Sam Jones is a song set in the Alliance-Union universe, written by C. J. Cherryh. On the album Finity’s End, it is performed by Leslie Fish and Catherine Cook. Between stanzas, the refrain is the line “For space is wide and good friends are too few.”

Sam is fifteen, living on Viking Station, when the narrator, captain of an unnamed ship, finds him. He calls himself a spacer, and is so eager to go that he offers to work for free, but as the narrator notes he’s grown up station-side and has no ship-useful skills. (This is a similar situation to that of Fletcher Neihardt in Finity’s End.) His stubbornness impresses the captain, who offers him a berth working alongside the ship’s engineer Kate Meecham. Kate is growing old, and her eyes are going bad, but she resents the kid’s presence; he sticks close to her and helps where he can nonetheless. Eventually, Kate accepts Sam’s help as her eyesight gets worse.

One one jump, the ship hits a rock while travelling at ¾-lightspeed, and one of the hyperspace vanes is damaged. The ship is crippled, “no way to stop and no damn thing that a rescue ship could do.” The gas and dust at that speed are scouring the hull; the captain estimates that someone in a hard suit would last no more than ten minutes working outside. Kate insists that this is the engineer’s job and says, “Die now or later; I’ll just work a little fast.”

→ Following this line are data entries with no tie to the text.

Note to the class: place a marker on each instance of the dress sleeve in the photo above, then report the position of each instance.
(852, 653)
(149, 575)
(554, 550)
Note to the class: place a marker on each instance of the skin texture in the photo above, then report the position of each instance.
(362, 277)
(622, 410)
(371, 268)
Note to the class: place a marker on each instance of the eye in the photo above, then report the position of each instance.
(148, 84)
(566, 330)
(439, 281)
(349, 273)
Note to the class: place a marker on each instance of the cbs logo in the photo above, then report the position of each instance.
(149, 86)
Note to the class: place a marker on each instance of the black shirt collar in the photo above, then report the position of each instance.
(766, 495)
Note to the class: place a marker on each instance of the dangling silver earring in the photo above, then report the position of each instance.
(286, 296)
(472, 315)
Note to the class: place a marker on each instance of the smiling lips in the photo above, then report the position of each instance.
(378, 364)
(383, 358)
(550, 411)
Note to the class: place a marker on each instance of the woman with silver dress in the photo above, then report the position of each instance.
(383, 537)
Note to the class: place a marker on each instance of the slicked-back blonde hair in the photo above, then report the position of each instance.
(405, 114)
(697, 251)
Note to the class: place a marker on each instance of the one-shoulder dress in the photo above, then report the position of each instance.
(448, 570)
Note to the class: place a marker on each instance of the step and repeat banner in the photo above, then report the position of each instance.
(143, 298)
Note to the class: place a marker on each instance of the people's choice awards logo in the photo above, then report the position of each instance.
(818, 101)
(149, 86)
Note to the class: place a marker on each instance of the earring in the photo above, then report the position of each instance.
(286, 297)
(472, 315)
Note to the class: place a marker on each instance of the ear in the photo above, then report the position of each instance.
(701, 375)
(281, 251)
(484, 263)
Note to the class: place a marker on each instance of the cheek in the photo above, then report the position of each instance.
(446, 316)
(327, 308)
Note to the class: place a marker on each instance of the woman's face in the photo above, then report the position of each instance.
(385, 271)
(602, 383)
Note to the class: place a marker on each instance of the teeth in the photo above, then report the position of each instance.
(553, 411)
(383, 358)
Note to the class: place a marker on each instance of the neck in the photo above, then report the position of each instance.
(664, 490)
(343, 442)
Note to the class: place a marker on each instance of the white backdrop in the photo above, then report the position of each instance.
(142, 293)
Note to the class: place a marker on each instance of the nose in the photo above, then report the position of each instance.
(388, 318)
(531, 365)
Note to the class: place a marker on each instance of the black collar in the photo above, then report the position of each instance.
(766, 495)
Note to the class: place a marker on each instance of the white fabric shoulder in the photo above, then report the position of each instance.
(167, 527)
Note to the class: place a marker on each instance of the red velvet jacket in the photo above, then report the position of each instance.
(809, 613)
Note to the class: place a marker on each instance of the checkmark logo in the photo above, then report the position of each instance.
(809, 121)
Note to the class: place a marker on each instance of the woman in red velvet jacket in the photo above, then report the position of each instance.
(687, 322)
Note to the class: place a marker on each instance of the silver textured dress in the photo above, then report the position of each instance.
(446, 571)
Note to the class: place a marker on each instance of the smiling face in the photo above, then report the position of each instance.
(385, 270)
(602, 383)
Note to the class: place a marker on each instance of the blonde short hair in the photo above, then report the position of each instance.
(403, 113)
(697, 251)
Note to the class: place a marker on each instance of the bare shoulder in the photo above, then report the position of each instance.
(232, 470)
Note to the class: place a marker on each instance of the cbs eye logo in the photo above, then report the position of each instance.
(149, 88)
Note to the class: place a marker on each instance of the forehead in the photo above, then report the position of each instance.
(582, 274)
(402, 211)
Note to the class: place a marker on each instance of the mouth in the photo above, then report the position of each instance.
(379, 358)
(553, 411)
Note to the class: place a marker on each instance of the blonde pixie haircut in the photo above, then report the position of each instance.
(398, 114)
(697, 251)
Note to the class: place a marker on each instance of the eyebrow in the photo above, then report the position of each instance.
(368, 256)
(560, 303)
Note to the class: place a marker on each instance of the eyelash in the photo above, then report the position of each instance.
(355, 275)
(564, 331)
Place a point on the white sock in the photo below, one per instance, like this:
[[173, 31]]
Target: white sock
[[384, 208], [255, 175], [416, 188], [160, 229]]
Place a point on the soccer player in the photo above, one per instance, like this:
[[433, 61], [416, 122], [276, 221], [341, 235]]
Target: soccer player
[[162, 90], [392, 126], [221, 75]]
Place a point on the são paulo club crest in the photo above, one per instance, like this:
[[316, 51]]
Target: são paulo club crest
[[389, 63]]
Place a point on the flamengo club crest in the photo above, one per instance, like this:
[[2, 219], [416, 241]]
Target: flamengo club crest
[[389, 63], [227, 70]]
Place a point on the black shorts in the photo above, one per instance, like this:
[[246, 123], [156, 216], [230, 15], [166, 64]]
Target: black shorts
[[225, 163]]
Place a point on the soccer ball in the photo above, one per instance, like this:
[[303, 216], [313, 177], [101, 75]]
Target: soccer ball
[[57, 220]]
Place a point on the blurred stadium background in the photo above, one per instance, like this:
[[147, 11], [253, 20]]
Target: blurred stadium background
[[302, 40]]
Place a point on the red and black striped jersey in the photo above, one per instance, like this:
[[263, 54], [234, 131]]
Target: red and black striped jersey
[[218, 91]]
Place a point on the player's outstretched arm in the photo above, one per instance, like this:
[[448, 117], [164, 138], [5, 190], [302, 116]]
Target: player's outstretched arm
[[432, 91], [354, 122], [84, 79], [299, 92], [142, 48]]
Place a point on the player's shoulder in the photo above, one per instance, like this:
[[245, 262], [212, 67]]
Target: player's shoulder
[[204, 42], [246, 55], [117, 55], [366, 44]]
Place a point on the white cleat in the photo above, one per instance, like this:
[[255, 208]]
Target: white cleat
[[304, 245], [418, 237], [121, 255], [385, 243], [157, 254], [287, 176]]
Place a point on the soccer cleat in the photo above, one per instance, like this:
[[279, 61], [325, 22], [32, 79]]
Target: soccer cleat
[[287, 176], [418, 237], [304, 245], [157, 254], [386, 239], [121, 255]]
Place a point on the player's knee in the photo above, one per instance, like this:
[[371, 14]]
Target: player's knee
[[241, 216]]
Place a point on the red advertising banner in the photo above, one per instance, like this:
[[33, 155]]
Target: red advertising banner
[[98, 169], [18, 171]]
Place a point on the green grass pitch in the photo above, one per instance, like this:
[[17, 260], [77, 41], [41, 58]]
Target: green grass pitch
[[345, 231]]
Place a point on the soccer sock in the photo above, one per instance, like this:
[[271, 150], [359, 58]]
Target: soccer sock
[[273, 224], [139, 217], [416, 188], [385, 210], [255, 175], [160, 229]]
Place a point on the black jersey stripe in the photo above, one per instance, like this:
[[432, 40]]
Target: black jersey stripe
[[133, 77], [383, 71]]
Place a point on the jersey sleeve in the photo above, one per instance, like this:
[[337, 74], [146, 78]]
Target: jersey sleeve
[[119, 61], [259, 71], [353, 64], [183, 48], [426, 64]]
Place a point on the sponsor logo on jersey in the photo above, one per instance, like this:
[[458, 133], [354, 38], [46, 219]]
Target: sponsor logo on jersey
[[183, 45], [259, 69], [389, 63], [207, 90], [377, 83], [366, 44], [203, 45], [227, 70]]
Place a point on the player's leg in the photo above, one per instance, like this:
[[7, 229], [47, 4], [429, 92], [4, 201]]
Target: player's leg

But Kate is only able to do part of the repair before her faceplate is fogged up by the gas and dust (or she can't see because of her poor eyesight). The captain is about to send someone to relieve her when Sam goes himself. Kate talks him through the repairs, but com goes silent before either of them gets back inside the ship. The captain waits ten minutes more, hearing nothing from them, before engaging the vanes for braking.

Our speed ebbed down, and ebbed again, as we turned for that K-class sun,
But Kate and that kid went on together on the trip they’d both begun.
Oh, half blind Kate and young Sam Jones made a hell of an engineer,
So turn down a glass for such as they, and thank God we’re sitting here.

For space is wide and good friends are too few.
Yes, space is wide and good friends are too few.